Ao mesmo tempo cresce também o número de cátedras, portanto, a investigação em Estudos Portugueses junto de universidades está a despertar interesse em várias latitudes do mundo, não somente na Europa como também na América Latina, por exemplo. Com alguma segurança, podemos dizer que das 51 cátedras que temos atualmente, podemos passar para 57. As seis cátedras estão em negociação avançada. Poderá haver outras, mas seis quase seguramente. Por exemplo, a cátedra em Lima ia ser inaugurada durante a Feira do Livro do Peru, que entretanto se realizou em formato virtual e a apresentação não pode avançar. Mas temos a negociação praticamente concluída e o mesmo se diga da cátedra Lídia Jorge, em Genebra.
Teremos ainda mais Centros de Língua Portuguesa. Um deles será na Universidade de Nairóbi, no Quénia, país que é um centro regional das Nações Unidas. E queremos aproveitar esta sinergia do Português presente em organizações internacionais.

A pandemia levou o Instituto a ‘acelerar’ os projetos de ensino digital?
Sim. Desde logo, em março e abril, tivemos que arrancar com um curso de formação dos docentes da rede EPE, que se chamou ‘Do presencial ao online’, e permitiu uma adaptação rápida ao ensino à distância perante a situação que viviam nos países onde lecionavam. Fizemos de seguida uma série de formações, em consórcio com universidades, para os professores se adaptarem ao ensino à distância. A parceria com a Universidade Aberta para formação aos nossos professores teve mais de 300 inscrições.
Depois, transformamos cursos que eram presenciais em cursos online, como foi o caso, em julho, do nosso curso de verão de Língua e Cultura Portuguesas – pela primeira vez, desde que esse curso existe, conseguimos juntar cinco universidades ao Instituto Camões, num consórcio em que cada uma dessas instituições ministrava um módulo do curso. Foi um sucesso e são ações que, entretanto, ficam.

O ensino digital será uma aposta crescente do Camões, I.P.?
Sim, penso que não poderá ser de outra maneira. Como disse, tivemos que acelerar, porque tudo o que estava pensado para ser feito num prazo digamos ‘normal’, de um ou dois anos, teve que ser feito em quatro, cinco meses.
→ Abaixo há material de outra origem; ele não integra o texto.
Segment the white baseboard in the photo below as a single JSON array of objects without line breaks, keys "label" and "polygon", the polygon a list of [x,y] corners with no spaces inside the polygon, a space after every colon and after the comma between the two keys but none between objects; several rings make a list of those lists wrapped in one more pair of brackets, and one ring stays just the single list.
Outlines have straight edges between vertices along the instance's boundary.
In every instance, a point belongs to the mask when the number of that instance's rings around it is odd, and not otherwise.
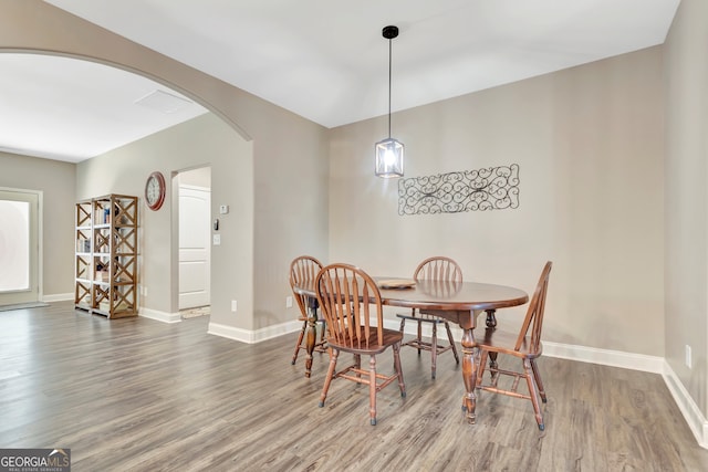
[{"label": "white baseboard", "polygon": [[158,312],[157,310],[139,308],[138,316],[143,316],[150,319],[156,319],[163,323],[179,323],[181,322],[181,315],[179,313]]},{"label": "white baseboard", "polygon": [[684,387],[684,384],[681,384],[676,373],[674,373],[674,369],[671,369],[666,361],[664,361],[664,371],[662,373],[662,376],[664,377],[666,387],[668,387],[668,390],[671,392],[678,409],[681,410],[681,415],[684,415],[684,419],[688,423],[688,428],[690,428],[691,432],[696,437],[698,445],[708,449],[708,420],[706,420],[700,408],[698,408],[694,399],[688,394],[688,390]]},{"label": "white baseboard", "polygon": [[74,300],[73,293],[54,293],[52,295],[42,295],[42,302],[44,303],[66,302],[70,300]]},{"label": "white baseboard", "polygon": [[219,323],[209,323],[208,333],[226,337],[241,343],[254,344],[273,337],[282,336],[284,334],[293,333],[302,329],[302,322],[292,321],[281,323],[279,325],[266,326],[260,329],[243,329],[233,326],[227,326]]}]

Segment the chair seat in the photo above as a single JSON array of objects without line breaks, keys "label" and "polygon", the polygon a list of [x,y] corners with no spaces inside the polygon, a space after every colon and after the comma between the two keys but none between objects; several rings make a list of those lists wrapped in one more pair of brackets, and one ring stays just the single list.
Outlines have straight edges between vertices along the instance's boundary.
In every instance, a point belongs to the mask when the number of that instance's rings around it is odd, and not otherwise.
[{"label": "chair seat", "polygon": [[531,338],[527,336],[523,338],[519,350],[513,349],[513,345],[517,343],[519,333],[508,333],[500,329],[487,328],[485,337],[478,340],[478,344],[485,346],[486,350],[491,353],[509,354],[519,358],[535,359],[543,353],[543,344],[539,342],[539,346],[535,352],[531,352]]},{"label": "chair seat", "polygon": [[[360,333],[364,332],[364,327],[361,327]],[[343,350],[345,353],[354,353],[372,355],[379,354],[386,350],[387,347],[393,346],[394,344],[400,343],[403,339],[403,333],[394,329],[383,329],[384,338],[378,342],[376,332],[372,332],[372,337],[368,340],[368,346],[364,344],[360,344],[357,340],[353,340],[351,336],[347,334],[345,338],[335,339],[333,337],[327,337],[327,345],[339,350]],[[360,334],[360,339],[363,337]]]},{"label": "chair seat", "polygon": [[410,313],[396,313],[396,316],[403,319],[413,319],[415,322],[426,322],[426,323],[445,323],[446,322],[445,318],[440,318],[439,316],[426,315],[420,313],[416,313],[415,315]]}]

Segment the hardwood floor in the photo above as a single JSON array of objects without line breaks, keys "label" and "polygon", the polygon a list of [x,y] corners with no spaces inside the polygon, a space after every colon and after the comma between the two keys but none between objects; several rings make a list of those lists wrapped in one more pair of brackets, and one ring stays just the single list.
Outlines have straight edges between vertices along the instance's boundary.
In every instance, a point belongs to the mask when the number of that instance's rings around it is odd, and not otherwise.
[{"label": "hardwood floor", "polygon": [[[542,357],[545,431],[527,400],[482,392],[460,410],[452,356],[402,349],[407,397],[335,380],[327,356],[290,364],[296,333],[257,345],[208,317],[108,321],[67,302],[0,313],[0,448],[70,448],[79,471],[705,471],[663,379]],[[346,359],[343,356],[343,360]],[[393,369],[392,354],[381,356]],[[367,359],[363,359],[367,361]]]}]

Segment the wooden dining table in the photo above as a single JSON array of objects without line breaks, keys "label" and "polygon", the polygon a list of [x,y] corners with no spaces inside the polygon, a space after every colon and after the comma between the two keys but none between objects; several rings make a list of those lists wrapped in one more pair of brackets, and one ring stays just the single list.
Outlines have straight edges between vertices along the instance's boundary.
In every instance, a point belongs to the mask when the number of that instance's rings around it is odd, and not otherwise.
[{"label": "wooden dining table", "polygon": [[[382,287],[382,285],[387,286],[382,282],[400,281],[400,279],[375,276],[374,280],[379,284],[384,305],[417,308],[423,314],[439,316],[460,326],[462,329],[462,381],[466,390],[462,396],[462,410],[467,412],[467,420],[473,423],[477,402],[475,386],[479,365],[475,339],[477,318],[482,312],[487,312],[492,315],[488,318],[488,323],[496,323],[493,313],[497,310],[523,305],[529,301],[529,295],[512,286],[477,282],[420,280],[403,284],[402,287],[388,289]],[[295,286],[294,290],[303,295],[315,297],[312,283],[310,282],[306,286]],[[314,336],[308,336],[308,343],[310,339],[314,343]],[[312,353],[313,348],[314,345],[308,346],[309,353]]]}]

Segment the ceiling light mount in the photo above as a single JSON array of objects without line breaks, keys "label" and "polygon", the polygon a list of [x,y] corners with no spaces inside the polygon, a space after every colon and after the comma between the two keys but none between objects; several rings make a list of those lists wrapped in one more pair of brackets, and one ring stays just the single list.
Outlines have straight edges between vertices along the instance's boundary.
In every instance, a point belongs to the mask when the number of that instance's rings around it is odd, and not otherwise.
[{"label": "ceiling light mount", "polygon": [[403,143],[391,137],[391,50],[392,40],[398,38],[398,27],[388,25],[382,30],[382,35],[388,40],[388,138],[376,143],[376,168],[378,177],[403,177]]},{"label": "ceiling light mount", "polygon": [[394,38],[398,38],[398,27],[394,27],[392,24],[388,27],[384,27],[384,29],[382,30],[382,34],[387,40],[393,40]]}]

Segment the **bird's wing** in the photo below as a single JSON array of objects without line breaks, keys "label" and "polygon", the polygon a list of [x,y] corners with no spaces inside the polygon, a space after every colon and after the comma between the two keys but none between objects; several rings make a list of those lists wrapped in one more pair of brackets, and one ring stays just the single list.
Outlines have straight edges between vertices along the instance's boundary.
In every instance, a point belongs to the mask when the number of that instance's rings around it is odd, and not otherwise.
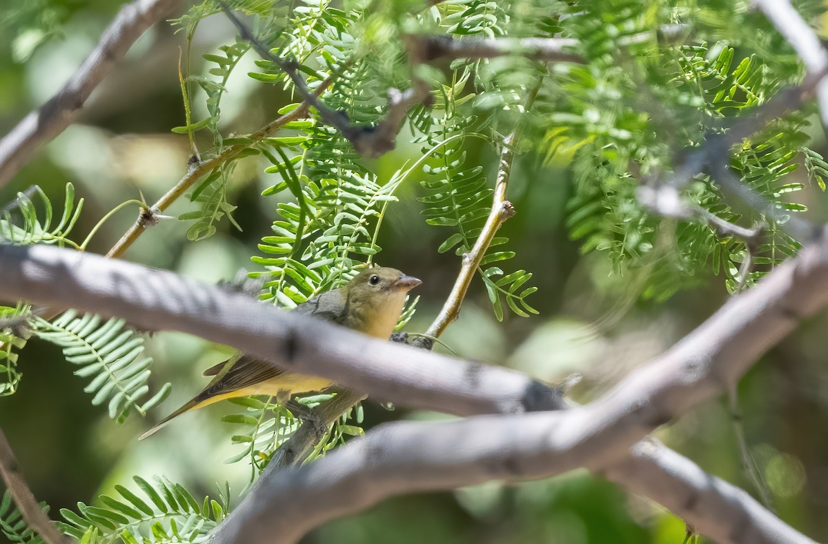
[{"label": "bird's wing", "polygon": [[[210,397],[243,389],[285,373],[284,370],[248,355],[243,355],[232,365],[226,365],[224,363],[222,365],[215,378],[196,398],[203,401]],[[213,368],[207,371],[211,371]]]},{"label": "bird's wing", "polygon": [[347,313],[347,306],[348,301],[344,297],[344,291],[339,289],[318,294],[299,304],[291,312],[341,325]]},{"label": "bird's wing", "polygon": [[[318,294],[313,298],[301,303],[291,311],[302,315],[312,316],[323,321],[340,323],[342,317],[344,315],[344,309],[345,302],[343,299],[342,289],[334,289]],[[245,357],[246,356],[243,356],[242,359]],[[202,375],[218,375],[230,360],[231,359],[226,359],[218,365],[214,365],[205,370]],[[241,359],[239,359],[239,362],[241,362]]]}]

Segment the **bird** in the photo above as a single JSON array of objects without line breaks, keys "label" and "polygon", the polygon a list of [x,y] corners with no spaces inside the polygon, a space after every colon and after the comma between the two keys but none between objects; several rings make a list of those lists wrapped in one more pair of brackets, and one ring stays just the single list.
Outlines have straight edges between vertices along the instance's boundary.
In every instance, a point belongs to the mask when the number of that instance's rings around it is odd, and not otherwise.
[{"label": "bird", "polygon": [[[313,297],[291,312],[387,340],[402,313],[406,294],[421,284],[420,279],[394,268],[366,268],[344,287]],[[277,403],[284,405],[295,394],[320,391],[333,385],[327,378],[282,370],[245,353],[238,353],[207,369],[204,375],[214,378],[201,393],[144,432],[138,440],[155,434],[185,412],[224,398],[267,394],[276,397]]]}]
Não significa que as ideias não existissem, simplesmente tivemos que as acelerar. Porque uma das apostas que temos feito nos últimos anos é precisamente no digital. E com esta situação a nível mundial, não só não podemos desperdiçar o que já temos, como devemos pensar em reforçar essa dimensão.

Referiu que os 170 mil estudantes projetados para este ano letivo não serão um número final…
Quanto ao número de estudantes, sabemos que aqueles que dependem de nós, Instituto Camões, estão a crescer. Mas há muitos milhares que não dependem de nós e com números a crescer, de que é exemplo a China. Neste momento, sabemos que há milhares de alunos a aprender Português naquele país e, no entanto, não estão na nossa rede. Portanto, seguramente mais de 200 mil alunos aprenderão a língua portuguesa no novo ano letivo.
O que prova o que disse na minha intervenção: as línguas não se confinam, e ainda bem, no caso da língua portuguesa. Mas o que acho importante salientar, é que estamos preparados. Não o estávamos há seis meses atrás, mas agora estamos mais preparados.